Naruto diam sesaat bukan berniat untuk tidak menjawab, ia menimbang-menimbang. Jika ciuman berdampak buruk pada tubuhnya, lebih baik menolak.
"Dobe?" desak Sasuke.
"Tidak, jika kau menciumku di sini, aku tidak lagi bisa menahan tubuhku." Naruto menyeringai.
Mesin truk dihidupkan, lampunya menyorot di kegelapan. Saat pedal gas diinjak, musik lembut yang disukai anak-anak mulai mengalun di keheningan gudang.
.
"Cokelat!"
"MINT!"
"Stroberi!"
"Cookie Dough!"
Naruto tersenyum lebar terlihat terpaksa. Meladeni anak-anak di tempat keramaian—seperti depan mall—adalah hal yang dibenci, dan ia terjebak karena Sasuke harus pergi sesaat.
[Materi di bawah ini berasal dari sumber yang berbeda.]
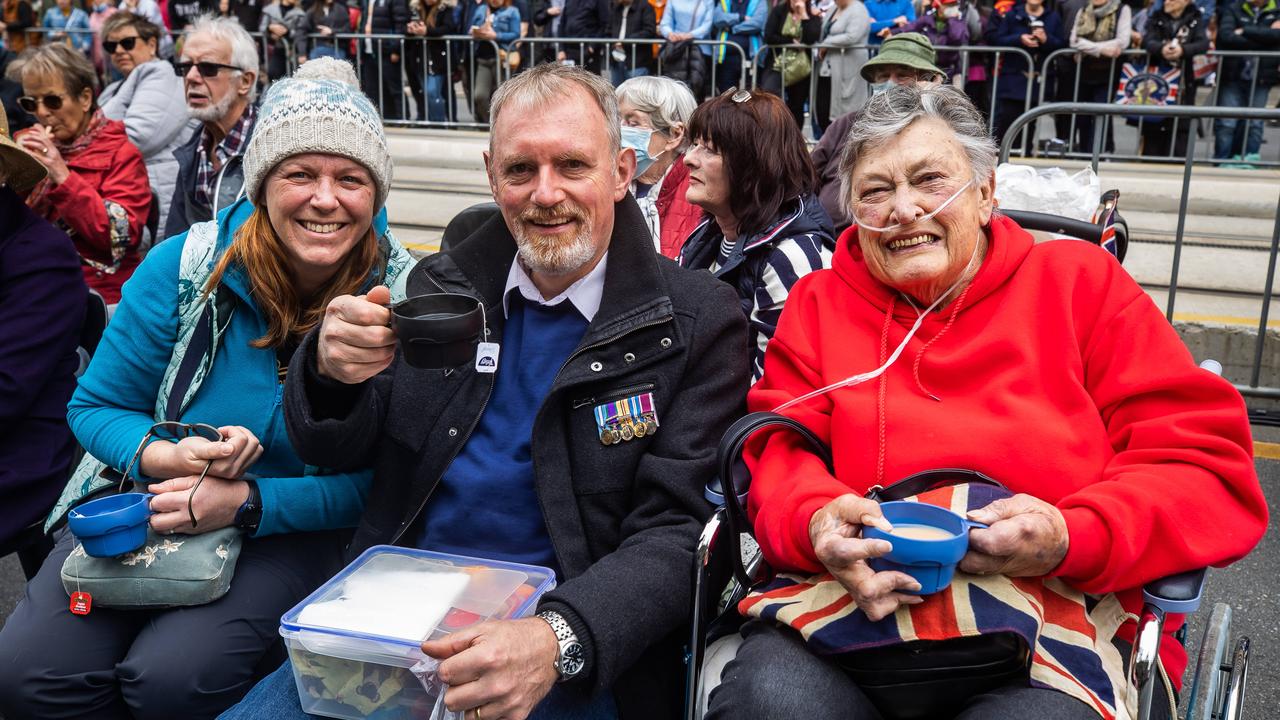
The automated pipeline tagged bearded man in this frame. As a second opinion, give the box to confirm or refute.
[270,64,750,720]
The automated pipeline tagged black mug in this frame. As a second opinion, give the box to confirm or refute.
[390,292,484,369]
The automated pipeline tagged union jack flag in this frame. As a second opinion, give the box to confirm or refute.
[1116,63,1183,107]
[737,486,1135,720]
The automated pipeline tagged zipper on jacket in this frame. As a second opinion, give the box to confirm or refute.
[572,383,654,410]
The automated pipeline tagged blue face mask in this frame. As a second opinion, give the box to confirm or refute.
[622,126,662,177]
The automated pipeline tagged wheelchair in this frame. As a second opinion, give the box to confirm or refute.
[685,206,1251,720]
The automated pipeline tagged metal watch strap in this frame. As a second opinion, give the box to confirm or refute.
[538,610,585,683]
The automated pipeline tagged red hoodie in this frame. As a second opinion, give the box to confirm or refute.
[748,215,1267,687]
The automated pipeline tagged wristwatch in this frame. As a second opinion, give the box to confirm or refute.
[538,610,586,683]
[234,480,262,534]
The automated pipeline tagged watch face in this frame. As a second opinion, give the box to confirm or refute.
[561,643,586,678]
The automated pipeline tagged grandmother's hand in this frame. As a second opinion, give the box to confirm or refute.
[960,493,1070,578]
[316,286,396,384]
[809,495,924,620]
[138,425,262,479]
[147,474,248,536]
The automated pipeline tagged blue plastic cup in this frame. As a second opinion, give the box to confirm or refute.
[863,501,987,594]
[67,492,152,557]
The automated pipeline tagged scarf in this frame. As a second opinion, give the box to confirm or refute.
[1075,0,1120,42]
[27,109,106,212]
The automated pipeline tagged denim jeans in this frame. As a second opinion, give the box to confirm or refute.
[218,662,618,720]
[424,73,453,123]
[1213,77,1271,159]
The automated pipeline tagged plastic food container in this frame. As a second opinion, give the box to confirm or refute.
[280,544,556,720]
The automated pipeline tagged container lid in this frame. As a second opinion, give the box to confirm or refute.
[280,544,556,659]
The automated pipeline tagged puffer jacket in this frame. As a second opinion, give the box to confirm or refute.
[97,60,198,242]
[680,192,836,382]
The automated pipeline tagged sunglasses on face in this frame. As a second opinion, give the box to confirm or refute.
[102,35,140,55]
[120,420,223,528]
[174,60,239,77]
[18,92,67,114]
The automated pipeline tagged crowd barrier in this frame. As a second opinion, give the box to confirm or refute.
[1020,47,1280,167]
[1000,102,1280,400]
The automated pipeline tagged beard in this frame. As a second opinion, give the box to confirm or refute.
[512,202,596,277]
[187,91,236,123]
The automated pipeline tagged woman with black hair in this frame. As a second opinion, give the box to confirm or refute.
[680,88,836,380]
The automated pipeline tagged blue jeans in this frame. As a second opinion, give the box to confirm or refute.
[1213,77,1271,159]
[218,661,618,720]
[424,73,453,123]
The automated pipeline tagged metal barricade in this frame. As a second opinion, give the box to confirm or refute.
[1000,102,1280,400]
[1021,47,1280,167]
[751,44,1034,135]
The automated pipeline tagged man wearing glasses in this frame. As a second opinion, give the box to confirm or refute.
[164,15,257,237]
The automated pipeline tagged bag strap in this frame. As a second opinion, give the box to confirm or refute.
[863,468,1007,502]
[707,411,835,587]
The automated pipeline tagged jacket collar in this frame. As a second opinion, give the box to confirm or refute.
[832,214,1039,319]
[408,193,675,346]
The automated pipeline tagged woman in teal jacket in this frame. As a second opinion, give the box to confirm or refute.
[0,59,411,720]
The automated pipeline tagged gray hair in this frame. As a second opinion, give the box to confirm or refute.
[840,83,1000,218]
[617,76,698,152]
[489,63,622,155]
[186,14,259,97]
[17,42,97,106]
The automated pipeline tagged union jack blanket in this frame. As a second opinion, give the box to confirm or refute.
[737,484,1137,720]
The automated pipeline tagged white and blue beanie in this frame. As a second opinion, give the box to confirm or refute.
[244,58,392,211]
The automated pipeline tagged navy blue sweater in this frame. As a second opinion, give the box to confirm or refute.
[419,291,588,574]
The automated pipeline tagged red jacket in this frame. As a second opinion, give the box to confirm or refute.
[45,120,151,299]
[748,215,1267,685]
[654,155,703,260]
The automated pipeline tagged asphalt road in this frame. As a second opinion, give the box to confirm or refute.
[0,456,1280,720]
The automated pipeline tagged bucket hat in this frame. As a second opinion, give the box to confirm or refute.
[0,110,49,192]
[861,32,946,82]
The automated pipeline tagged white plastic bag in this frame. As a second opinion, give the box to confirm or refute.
[996,163,1102,220]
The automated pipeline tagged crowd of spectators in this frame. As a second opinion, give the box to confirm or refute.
[0,0,1280,167]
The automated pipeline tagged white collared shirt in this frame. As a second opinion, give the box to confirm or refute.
[502,251,609,323]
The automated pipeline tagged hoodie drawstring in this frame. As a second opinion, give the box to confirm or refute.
[876,295,897,486]
[911,283,973,402]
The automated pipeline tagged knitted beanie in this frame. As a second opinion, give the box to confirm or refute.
[243,58,392,211]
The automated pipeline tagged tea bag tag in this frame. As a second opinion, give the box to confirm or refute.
[72,591,93,615]
[476,342,502,374]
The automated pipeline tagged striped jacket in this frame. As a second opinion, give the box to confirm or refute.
[678,193,836,383]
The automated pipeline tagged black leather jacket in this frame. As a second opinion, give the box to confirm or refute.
[285,196,750,720]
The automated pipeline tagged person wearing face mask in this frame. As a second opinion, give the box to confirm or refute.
[17,42,151,306]
[813,32,942,232]
[680,88,835,382]
[617,76,703,260]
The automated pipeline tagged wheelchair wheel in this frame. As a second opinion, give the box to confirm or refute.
[1185,602,1249,720]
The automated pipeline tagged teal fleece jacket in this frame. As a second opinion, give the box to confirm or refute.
[67,200,373,537]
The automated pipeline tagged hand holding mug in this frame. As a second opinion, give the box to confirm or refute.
[316,286,396,384]
[809,495,924,621]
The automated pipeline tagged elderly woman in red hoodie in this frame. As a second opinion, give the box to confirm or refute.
[710,86,1267,720]
[17,42,151,306]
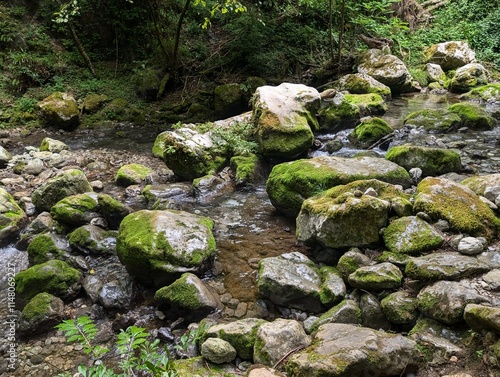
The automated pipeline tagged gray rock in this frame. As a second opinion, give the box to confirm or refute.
[200,338,236,364]
[257,252,322,312]
[254,318,311,367]
[405,252,490,281]
[287,323,418,377]
[417,281,486,325]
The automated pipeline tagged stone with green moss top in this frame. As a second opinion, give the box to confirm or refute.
[0,187,27,245]
[266,156,411,217]
[349,118,392,148]
[50,192,99,228]
[383,216,444,255]
[31,169,93,211]
[116,210,216,286]
[448,102,496,131]
[380,291,418,325]
[37,92,80,131]
[404,109,461,133]
[286,323,418,377]
[27,233,69,264]
[202,318,267,360]
[414,177,500,239]
[19,293,64,336]
[16,259,82,309]
[154,272,222,321]
[385,144,462,177]
[115,164,154,187]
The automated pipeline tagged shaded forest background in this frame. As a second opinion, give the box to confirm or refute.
[0,0,500,128]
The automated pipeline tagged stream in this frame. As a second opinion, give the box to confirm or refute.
[0,94,500,376]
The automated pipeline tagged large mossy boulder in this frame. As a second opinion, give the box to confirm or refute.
[252,83,321,159]
[448,63,489,93]
[0,187,27,245]
[404,109,461,133]
[383,216,444,254]
[424,41,476,71]
[257,252,323,312]
[358,49,417,94]
[266,156,411,217]
[286,323,418,377]
[414,177,500,239]
[318,92,361,132]
[332,73,391,98]
[448,102,496,131]
[116,210,216,287]
[385,144,462,177]
[349,118,392,148]
[16,259,82,309]
[31,169,93,211]
[37,92,80,131]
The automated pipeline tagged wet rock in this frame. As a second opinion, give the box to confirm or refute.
[383,216,444,254]
[266,156,411,217]
[200,338,236,364]
[405,252,490,281]
[417,281,486,325]
[31,169,92,211]
[252,83,321,159]
[19,293,64,336]
[287,323,418,377]
[16,259,82,309]
[254,318,311,366]
[414,177,500,239]
[204,318,266,360]
[348,262,403,291]
[116,210,216,287]
[155,273,222,321]
[257,252,322,312]
[464,304,500,333]
[425,41,476,71]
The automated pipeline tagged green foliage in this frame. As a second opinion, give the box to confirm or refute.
[56,316,177,377]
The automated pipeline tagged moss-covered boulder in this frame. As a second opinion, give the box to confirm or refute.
[154,272,222,321]
[27,233,70,264]
[332,73,391,98]
[31,169,92,211]
[318,92,361,132]
[358,49,417,94]
[349,118,392,148]
[37,92,80,131]
[345,93,388,116]
[385,144,462,177]
[266,156,411,217]
[0,187,27,245]
[203,318,266,360]
[424,41,476,71]
[380,291,418,325]
[286,323,418,377]
[404,109,461,133]
[405,252,489,281]
[414,177,500,239]
[383,216,444,254]
[115,164,154,186]
[448,102,496,131]
[448,63,489,93]
[68,224,116,255]
[257,252,323,312]
[252,83,321,159]
[50,192,99,228]
[116,210,216,287]
[460,83,500,103]
[16,259,82,309]
[19,293,64,337]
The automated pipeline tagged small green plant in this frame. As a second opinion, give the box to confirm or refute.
[56,316,177,377]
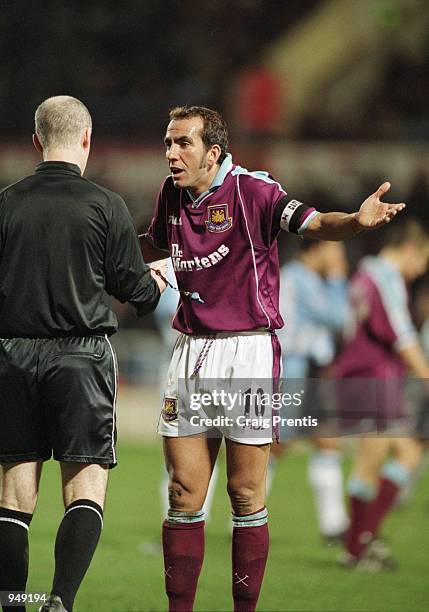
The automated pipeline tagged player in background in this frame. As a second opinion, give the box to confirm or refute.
[274,240,349,542]
[0,96,166,612]
[141,106,405,611]
[335,220,429,570]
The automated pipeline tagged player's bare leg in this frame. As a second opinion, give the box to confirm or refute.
[225,440,270,612]
[0,461,42,612]
[47,462,108,612]
[346,438,390,559]
[163,436,222,512]
[162,436,221,612]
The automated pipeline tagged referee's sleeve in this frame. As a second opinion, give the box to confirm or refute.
[105,196,160,316]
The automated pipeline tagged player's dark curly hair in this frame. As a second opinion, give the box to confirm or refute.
[169,106,228,164]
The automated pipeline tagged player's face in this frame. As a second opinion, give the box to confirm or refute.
[164,117,217,196]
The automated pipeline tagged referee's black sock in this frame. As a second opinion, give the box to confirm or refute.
[52,499,103,612]
[0,507,33,612]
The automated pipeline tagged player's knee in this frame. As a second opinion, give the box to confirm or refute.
[228,481,261,514]
[168,476,204,512]
[0,491,37,514]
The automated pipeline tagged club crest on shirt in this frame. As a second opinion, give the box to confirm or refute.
[162,397,179,421]
[206,204,232,232]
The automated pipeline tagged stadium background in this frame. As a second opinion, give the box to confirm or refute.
[0,0,429,612]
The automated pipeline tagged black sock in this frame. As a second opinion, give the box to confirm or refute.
[0,507,33,612]
[52,499,103,612]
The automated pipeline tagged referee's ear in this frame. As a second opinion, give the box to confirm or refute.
[81,127,92,149]
[33,134,43,153]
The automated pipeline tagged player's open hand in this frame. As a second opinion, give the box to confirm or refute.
[356,182,405,230]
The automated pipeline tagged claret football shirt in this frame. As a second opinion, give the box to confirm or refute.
[147,155,317,335]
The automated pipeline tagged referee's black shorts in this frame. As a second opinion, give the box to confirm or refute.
[0,336,117,467]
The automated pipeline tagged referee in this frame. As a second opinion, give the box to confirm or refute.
[0,96,165,612]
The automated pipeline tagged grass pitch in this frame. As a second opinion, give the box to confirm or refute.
[27,444,429,612]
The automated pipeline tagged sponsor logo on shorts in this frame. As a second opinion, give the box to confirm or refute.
[162,397,179,421]
[206,204,232,233]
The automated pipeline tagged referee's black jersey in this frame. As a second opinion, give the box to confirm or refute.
[0,161,160,338]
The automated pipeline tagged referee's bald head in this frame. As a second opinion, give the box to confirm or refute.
[34,96,92,150]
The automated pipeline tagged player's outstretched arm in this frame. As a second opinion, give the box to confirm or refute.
[305,182,405,240]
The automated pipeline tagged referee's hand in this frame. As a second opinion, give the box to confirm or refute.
[150,259,168,293]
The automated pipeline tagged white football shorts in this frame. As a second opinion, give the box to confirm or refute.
[158,330,281,444]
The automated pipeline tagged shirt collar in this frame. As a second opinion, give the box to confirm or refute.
[186,153,232,208]
[36,161,82,176]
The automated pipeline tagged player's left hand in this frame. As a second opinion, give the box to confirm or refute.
[356,182,405,230]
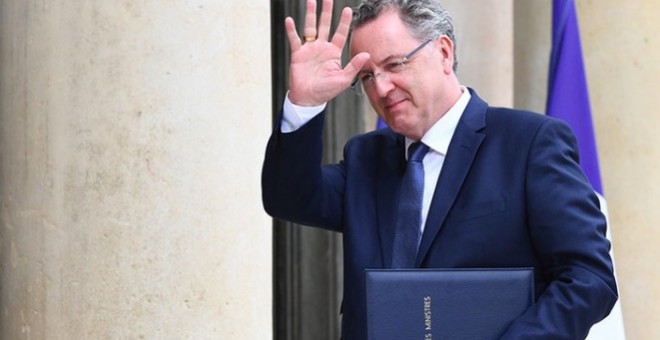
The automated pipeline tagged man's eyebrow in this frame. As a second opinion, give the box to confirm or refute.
[358,54,403,74]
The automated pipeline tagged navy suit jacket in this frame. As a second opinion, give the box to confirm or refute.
[262,92,617,340]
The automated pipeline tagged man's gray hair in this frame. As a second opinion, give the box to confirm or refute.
[351,0,458,72]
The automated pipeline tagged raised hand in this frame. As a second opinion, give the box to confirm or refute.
[284,0,369,106]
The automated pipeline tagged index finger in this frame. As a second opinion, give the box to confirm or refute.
[303,0,316,38]
[318,0,333,41]
[332,7,353,48]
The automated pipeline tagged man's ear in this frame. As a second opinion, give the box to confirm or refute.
[435,35,454,72]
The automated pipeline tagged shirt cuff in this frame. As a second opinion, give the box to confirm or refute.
[280,92,327,133]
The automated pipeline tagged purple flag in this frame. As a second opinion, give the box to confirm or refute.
[546,0,603,195]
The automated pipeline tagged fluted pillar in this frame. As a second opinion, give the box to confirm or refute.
[0,0,272,340]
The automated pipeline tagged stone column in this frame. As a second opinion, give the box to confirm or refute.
[0,0,272,340]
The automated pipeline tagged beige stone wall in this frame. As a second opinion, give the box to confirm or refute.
[0,0,272,340]
[577,0,660,340]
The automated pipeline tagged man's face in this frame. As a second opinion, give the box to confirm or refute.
[351,11,460,140]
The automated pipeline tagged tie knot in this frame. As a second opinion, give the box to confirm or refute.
[408,142,429,162]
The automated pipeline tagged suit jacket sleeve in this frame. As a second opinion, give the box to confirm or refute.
[261,112,345,231]
[503,120,617,339]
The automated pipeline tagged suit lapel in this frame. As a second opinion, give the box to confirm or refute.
[415,91,488,267]
[376,135,406,268]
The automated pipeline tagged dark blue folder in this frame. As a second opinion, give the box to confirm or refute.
[365,268,534,340]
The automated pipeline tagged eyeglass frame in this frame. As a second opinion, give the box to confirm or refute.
[350,39,433,96]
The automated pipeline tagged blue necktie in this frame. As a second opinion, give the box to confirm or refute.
[392,142,429,268]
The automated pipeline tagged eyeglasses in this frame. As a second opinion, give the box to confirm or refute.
[351,39,433,95]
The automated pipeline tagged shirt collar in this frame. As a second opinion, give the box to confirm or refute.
[406,86,472,159]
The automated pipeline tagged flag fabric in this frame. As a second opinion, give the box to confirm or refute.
[546,0,625,340]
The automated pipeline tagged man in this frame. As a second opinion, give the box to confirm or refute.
[262,0,617,340]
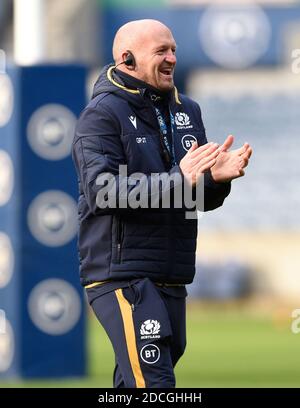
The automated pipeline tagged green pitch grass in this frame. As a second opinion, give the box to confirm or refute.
[0,304,300,388]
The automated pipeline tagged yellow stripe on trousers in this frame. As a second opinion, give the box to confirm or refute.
[115,289,146,388]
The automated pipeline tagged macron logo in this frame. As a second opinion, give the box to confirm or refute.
[128,115,137,129]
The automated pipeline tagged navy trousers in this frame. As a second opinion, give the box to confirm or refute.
[86,278,186,388]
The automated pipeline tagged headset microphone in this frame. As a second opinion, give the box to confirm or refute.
[116,51,135,68]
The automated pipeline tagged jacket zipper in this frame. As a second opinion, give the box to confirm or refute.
[116,218,123,263]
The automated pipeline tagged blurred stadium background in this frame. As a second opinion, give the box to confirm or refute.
[0,0,300,388]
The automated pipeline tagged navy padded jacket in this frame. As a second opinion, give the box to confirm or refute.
[72,66,230,286]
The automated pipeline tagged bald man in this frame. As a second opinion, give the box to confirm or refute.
[73,20,251,388]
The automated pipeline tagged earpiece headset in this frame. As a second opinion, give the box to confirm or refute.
[124,51,135,67]
[116,51,135,68]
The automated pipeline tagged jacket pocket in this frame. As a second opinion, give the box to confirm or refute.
[113,216,124,264]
Pasangan orangtua dan anaknya terus berdatangan tanpa henti. Es krim pertama, kedua, ketiga, dan seterusnya, semua dibuat sesuai dengan permintaan.
Di menit ke dua puluh dua Sasuke kembali, dan Naruto merasa malaikatnya telah datang. Kembali ke kursi pengemudi dengan rokok terselip di jari, tidak memedulikan tatapan tajam para orangtua karena asap yang dihasilkannya buruk bagi anak-anak, bahkan sesekali membalas mereka dengan tatapan menantang.
Tiga jam berlalu, tujuh tempat terlewati. Naruto menghitung dalam hati ada berapa banyak puntung rokok yang menumpuk di atas aspal tempatnya berpijak saat sekitarnya sudah sepi. Mengetahui jumlahnya lebih dari dua puluh, ia berdecak kesal.
"Apa dia tidak berniat untuk datang? Brengsek, membuang waktuku dengan percuma."
Sasuke melirik, bibirnya terbuka ingin mengucap kata, tetapi dipotong oleh seseorang paksa.
"Yo Naruto! Sasuke!"
Pria bertubuh gempal melangkah santai ke arah mereka, dengan bibir tertawa lebar, dan rantai emas setebal dua senti mengantung di leher.
"Aku sudah memikirkan untuk mencoret namamu dari dalam daftar, karena kau membuat kami tidak senang malam ini Chouji," kata Sasuke, membuka pintu belakang truk.
Pria yang dipanggil Chouji memamerkan wajah layu, tidak banyak bicara, hanya menyerahkan satu koper berwarna hitam ke dalam truk dari balik jasnya, yang diterima langsung oleh Sasuke.
"Vanilla, seperti biasa."
Kali ini Naruto turun tangan. Rokoknya yang masih hidup dibuang ke atas tanah, sebelum melompat ke dalam truk. Beberapa box besar pendingin berisikan es krim beragam rasa disingkirkan. Di belakangnya terdapat sebuah brankas kecil yang disembunyikan, kode angka dipilih sesuai yang diinginkan, lalu pintu brankas terbuka menampilkan tumpukan serbuk kristal putih berukuran 100 gram yang disimpan menggunakan plastik transparan.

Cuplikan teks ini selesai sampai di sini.